Magistrada  Ponente  

STP1658-2018  

Radicación  N.º 96362  

Acta  40  

Bogotá  D. C., siete (7) de febrero de dos mil dieciocho (2018).  

VISTOS  

Se  pronuncia la Sala sobre la impugnación instaurada por MARÍA  DE LOS ÁNGELES CORRALES DEL VALLE,  contra  el fallo proferido el 25 de octubre de 2017, por la SALA  DE CASACIÓN LABORAL DE LA CORTE SUPREMA DE JUSTICIA,  mediante  el cual negó las pretensiones de la demanda de tutela  formulada contra la SALA  LABORAL DEL TRIBUNAL SUPERIOR DE SANTA MARTA,  el  JUZGADO CUARTO LABORAL DEL CIRCUITO de  esa ciudad, y la  ADMINISTRADORA COLOMBIANA DE PENSIONES – COLPENSIONES.  

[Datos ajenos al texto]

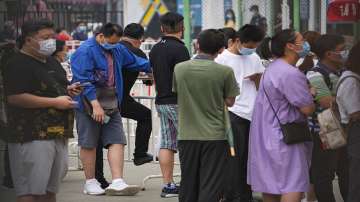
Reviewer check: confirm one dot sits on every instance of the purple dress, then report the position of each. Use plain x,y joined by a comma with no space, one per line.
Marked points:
273,166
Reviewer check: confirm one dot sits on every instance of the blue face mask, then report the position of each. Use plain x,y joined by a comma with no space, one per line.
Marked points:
108,46
344,55
305,51
247,51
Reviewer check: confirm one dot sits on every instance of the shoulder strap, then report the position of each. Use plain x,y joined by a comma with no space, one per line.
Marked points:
343,79
267,97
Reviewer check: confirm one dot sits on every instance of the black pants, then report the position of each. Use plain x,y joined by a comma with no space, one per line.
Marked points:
354,162
237,189
202,170
132,110
325,164
7,176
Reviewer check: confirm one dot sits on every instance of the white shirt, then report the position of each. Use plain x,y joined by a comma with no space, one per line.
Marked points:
243,66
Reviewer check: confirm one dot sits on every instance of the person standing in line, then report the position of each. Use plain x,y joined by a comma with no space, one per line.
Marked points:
97,64
132,39
332,54
242,58
257,19
204,89
278,170
40,116
163,58
348,99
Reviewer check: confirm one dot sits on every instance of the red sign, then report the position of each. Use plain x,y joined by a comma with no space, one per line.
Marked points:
343,10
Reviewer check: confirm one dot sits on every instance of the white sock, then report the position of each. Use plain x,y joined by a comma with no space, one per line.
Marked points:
118,180
90,181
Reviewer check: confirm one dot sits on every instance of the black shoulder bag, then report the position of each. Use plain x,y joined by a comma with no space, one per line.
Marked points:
295,132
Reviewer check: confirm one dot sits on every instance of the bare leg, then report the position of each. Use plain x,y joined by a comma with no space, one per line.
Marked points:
311,197
166,159
28,198
292,197
116,160
88,158
49,197
271,197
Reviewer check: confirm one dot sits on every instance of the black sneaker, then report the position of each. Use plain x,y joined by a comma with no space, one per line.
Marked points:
103,183
170,191
7,184
141,160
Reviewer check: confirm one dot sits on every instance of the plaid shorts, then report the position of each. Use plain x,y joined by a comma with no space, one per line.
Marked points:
169,126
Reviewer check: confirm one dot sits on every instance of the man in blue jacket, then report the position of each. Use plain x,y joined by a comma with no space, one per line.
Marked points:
97,65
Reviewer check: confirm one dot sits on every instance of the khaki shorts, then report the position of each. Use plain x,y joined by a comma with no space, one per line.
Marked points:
38,167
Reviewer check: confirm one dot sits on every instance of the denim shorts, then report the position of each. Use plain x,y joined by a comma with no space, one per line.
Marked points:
89,131
169,126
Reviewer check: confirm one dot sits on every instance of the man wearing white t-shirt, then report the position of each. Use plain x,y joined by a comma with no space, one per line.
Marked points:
247,66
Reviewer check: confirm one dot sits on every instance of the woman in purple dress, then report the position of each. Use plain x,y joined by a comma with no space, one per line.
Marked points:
278,170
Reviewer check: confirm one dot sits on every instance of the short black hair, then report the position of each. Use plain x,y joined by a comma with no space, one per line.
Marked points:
172,22
134,30
251,33
211,41
60,44
110,29
229,33
32,27
263,50
279,41
353,61
254,7
327,42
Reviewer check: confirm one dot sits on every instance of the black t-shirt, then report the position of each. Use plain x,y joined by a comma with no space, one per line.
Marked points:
25,74
129,76
163,58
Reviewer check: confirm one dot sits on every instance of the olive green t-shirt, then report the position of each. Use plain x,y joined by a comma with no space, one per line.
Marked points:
202,86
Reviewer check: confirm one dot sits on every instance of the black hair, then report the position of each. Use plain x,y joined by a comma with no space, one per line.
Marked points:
32,27
327,42
251,33
134,30
263,49
172,22
279,41
211,41
60,44
229,33
353,61
58,30
110,29
254,7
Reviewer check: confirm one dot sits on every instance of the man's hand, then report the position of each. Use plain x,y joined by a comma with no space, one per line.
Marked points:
98,112
64,102
74,89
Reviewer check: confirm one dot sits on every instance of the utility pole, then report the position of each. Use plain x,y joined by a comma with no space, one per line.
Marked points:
187,24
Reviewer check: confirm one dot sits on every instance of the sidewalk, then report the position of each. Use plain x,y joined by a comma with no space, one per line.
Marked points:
72,186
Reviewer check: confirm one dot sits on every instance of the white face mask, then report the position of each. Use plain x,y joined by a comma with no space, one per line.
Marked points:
47,47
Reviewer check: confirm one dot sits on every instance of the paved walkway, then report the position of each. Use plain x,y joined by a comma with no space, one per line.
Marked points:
71,188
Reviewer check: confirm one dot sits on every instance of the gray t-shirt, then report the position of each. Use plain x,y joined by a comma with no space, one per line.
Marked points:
348,96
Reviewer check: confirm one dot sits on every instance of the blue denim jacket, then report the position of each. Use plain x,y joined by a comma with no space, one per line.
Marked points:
89,61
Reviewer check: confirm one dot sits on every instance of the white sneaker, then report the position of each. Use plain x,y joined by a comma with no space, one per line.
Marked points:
92,187
119,188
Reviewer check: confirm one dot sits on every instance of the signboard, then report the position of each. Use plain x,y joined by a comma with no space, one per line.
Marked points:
343,10
304,9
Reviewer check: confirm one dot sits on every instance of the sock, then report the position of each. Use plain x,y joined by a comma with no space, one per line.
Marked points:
89,181
118,180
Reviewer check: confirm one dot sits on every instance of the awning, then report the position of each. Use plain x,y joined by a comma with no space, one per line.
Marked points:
343,10
80,1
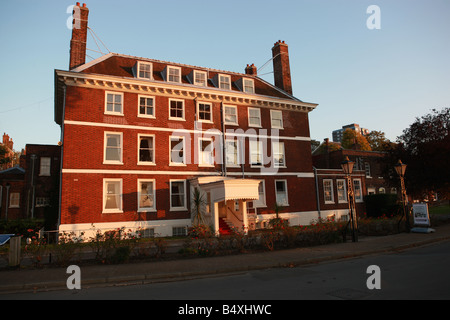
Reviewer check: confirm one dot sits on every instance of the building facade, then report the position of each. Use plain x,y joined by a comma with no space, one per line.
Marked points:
31,189
139,136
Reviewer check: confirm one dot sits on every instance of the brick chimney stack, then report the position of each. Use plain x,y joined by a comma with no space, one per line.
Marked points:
251,70
281,68
79,36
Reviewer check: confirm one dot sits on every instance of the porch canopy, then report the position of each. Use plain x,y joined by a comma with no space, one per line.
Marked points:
220,191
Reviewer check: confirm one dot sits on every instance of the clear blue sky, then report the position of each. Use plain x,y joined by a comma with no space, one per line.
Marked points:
381,79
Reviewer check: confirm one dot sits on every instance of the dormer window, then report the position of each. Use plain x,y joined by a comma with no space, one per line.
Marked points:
200,78
143,70
173,74
224,82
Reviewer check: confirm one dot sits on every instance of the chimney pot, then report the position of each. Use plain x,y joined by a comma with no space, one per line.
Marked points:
281,67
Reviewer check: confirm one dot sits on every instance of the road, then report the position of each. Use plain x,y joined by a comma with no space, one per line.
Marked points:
420,273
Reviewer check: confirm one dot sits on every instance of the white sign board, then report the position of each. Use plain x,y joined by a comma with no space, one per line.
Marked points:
420,213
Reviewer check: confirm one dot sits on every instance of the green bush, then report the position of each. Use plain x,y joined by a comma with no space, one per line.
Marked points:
378,205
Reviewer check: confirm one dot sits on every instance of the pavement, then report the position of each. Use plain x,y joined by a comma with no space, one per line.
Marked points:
53,278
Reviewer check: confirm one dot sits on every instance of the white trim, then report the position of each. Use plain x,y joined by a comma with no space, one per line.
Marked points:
183,118
211,120
135,85
285,185
114,113
272,112
145,209
120,209
134,127
361,197
324,181
139,63
105,140
194,78
344,183
225,106
190,173
168,68
139,114
16,197
200,152
248,114
228,82
171,163
146,163
252,85
172,208
275,164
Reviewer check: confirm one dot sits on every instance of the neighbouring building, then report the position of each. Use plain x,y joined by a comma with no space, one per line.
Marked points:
29,189
337,134
140,135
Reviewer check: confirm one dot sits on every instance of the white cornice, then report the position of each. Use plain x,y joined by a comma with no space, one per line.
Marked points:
183,91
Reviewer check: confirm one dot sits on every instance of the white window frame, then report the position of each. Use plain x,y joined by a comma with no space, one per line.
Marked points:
272,118
14,200
184,207
227,122
276,146
360,197
178,69
45,168
171,163
367,169
42,202
115,93
105,194
138,70
105,142
236,155
245,86
261,201
343,189
210,120
147,163
145,115
258,145
328,187
227,82
197,83
201,153
183,110
139,188
276,192
259,117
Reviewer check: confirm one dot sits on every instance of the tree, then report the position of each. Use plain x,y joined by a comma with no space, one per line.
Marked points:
425,148
378,141
351,137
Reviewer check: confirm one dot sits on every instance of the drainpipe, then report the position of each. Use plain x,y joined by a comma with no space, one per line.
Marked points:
7,201
222,123
33,184
317,191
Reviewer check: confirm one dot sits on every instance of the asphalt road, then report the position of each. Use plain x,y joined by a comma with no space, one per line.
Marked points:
415,274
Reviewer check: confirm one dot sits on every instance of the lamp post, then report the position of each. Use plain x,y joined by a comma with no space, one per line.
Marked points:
347,167
400,168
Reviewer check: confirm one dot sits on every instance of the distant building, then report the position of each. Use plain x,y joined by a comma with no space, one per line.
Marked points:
337,134
26,190
8,143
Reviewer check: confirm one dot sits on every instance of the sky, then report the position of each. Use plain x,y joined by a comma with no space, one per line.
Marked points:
381,79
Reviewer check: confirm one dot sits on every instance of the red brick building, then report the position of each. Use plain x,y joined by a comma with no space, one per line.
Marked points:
139,135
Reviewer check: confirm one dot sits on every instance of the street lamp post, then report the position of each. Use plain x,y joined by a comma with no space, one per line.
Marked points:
400,168
347,167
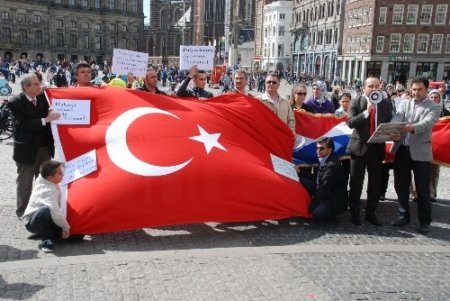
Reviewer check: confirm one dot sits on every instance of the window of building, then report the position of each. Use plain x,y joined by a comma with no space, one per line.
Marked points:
436,43
38,38
380,44
422,43
22,17
4,15
408,43
425,17
441,14
86,44
98,43
397,14
59,40
447,44
382,17
73,41
395,42
411,14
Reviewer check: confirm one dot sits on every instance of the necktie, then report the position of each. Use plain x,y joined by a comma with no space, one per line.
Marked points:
372,114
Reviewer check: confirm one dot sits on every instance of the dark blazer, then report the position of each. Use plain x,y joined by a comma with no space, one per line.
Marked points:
361,125
332,186
29,133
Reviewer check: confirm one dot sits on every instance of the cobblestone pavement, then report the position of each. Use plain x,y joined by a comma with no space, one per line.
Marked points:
295,260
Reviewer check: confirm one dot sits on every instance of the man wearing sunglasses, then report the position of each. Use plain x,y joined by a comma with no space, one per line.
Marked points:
330,198
280,106
197,89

ANTECEDENTES  Y FUNDAMENTOS  

Así  los expuso la Sala de Casación Laboral:  

La  accionante reclama el amparo de los derechos fundamentales al debido  proceso, vida en condiciones dignas,  libre desarrollo de la  personalidad, seguridad social  y mínimo vital, presuntamente  lesionados por las autoridades judiciales querelladas.  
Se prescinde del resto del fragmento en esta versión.